Statistics concerning the number of dilapidated trucks still on Iranian roads vary between 127,000 and 202,000. The country is suffering the consequences of too many older trucks in recent decades as they highly pollute the air and debilitate road transportation.
State-run Iran Students News Agency (ISNA) cited the CEO of the Industrial Development and Renovation Organization of Iran (IDRO), Mansour Mo’azzami, as saying, “202,000 heavy-duty vehicles will be overhauled or replaced across Iran within three years, which needs $10 billion investment.”
As Tehran faces challenges in raising sufficient funding to renovate its aircraft and even buy Airbuses, the comments made by IDRO’s CEO sound highly ambitious.
Iran's Roads and Urban Development Ministry recently announced that 127,000 trucks older than 25 years are still on the roads.

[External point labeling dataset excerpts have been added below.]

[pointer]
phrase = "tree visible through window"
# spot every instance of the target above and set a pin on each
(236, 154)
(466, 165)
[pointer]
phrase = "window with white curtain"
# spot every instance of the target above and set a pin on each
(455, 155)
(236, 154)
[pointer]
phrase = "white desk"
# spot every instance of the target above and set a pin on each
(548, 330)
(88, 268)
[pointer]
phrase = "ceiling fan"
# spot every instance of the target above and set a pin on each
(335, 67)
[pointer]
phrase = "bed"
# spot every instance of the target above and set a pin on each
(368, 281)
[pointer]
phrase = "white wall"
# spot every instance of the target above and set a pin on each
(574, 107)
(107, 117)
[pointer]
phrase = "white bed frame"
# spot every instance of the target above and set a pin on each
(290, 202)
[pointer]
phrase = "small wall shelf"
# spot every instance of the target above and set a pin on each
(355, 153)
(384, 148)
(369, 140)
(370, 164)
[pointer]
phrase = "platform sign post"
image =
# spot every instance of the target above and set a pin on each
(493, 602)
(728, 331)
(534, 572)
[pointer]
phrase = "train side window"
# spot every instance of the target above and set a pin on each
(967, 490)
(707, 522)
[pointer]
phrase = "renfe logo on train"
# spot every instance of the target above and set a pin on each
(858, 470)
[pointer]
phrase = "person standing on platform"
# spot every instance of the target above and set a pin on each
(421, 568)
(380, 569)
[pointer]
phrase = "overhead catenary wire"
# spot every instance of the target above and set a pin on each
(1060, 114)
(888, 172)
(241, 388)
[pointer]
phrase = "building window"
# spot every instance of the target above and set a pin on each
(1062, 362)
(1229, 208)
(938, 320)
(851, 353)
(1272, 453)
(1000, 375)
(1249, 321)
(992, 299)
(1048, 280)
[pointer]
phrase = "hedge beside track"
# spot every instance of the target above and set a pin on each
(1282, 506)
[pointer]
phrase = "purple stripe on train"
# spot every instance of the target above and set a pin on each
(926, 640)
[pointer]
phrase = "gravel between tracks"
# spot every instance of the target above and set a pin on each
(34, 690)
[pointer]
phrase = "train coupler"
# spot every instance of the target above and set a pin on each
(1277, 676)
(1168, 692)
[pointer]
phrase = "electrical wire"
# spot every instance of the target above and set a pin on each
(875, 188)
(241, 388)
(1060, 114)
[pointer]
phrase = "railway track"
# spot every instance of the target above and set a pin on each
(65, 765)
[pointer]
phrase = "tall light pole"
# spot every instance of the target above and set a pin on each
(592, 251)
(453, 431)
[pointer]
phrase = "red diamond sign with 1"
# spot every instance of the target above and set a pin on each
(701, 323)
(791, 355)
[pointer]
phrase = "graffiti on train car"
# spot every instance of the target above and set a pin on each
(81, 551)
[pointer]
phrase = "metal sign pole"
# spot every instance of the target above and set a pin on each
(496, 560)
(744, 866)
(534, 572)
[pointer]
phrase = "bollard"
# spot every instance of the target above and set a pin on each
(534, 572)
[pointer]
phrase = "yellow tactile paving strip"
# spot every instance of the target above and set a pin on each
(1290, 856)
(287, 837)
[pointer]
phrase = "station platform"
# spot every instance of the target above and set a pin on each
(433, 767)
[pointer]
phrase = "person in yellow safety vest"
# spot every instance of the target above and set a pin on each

Roads and Urban Development Minister Abbas Akhoundi maintained that replacing all the trucks would benefit the environment and cut fuel expenses in half. The savings, he said, would pay for the cost of renewing older vehicles.
In 2005, nearly 30,000 trucks were manufactured in Iran, mostly by international companies such as Mercedes Benz, Renault, and Volvo. Eight years later, in 2013, that figure dropped to nearly 14,000, primarily vehicles manufactured by Chinese companies.
If Tehran is resolved to replace 202,000 of its older trucks with new, locally manufactured vehicles within three years, it should aim to annually produce 60,000 to 70,000 trucks. Iran’s capacity for manufacturing trucks, however, is currently less than 30,000 per year.
The most important issue is where these new and standardized trucks will come from. While China seems the most likely option, there have been issues of poor quality in Chinese vehicles sent to Iran, with a considerable record of fatal crashes in recent years.
During the eight years of Mahmoud Ahmadinejad’s presidency, while Iran was under international sanctions, Western companies reduced their activities in Iran and were replaced by Chinese manufacturers with a low-quality output.
“The Chinese made their forays after the Europeans pulled out of Iran in the wake of intensified sanctions in 2011. They began with supplying semi-heavy and heavy trucks and passenger vehicles,” Tehran’s English speaking TV channel, Press TV reported in March 2015.
China’s Howo trucks in Iran have earned a gruesome reputation for their accident record, and the mere sight of them on the road is enough to send shudders down the spine of travelers, Press TV noted.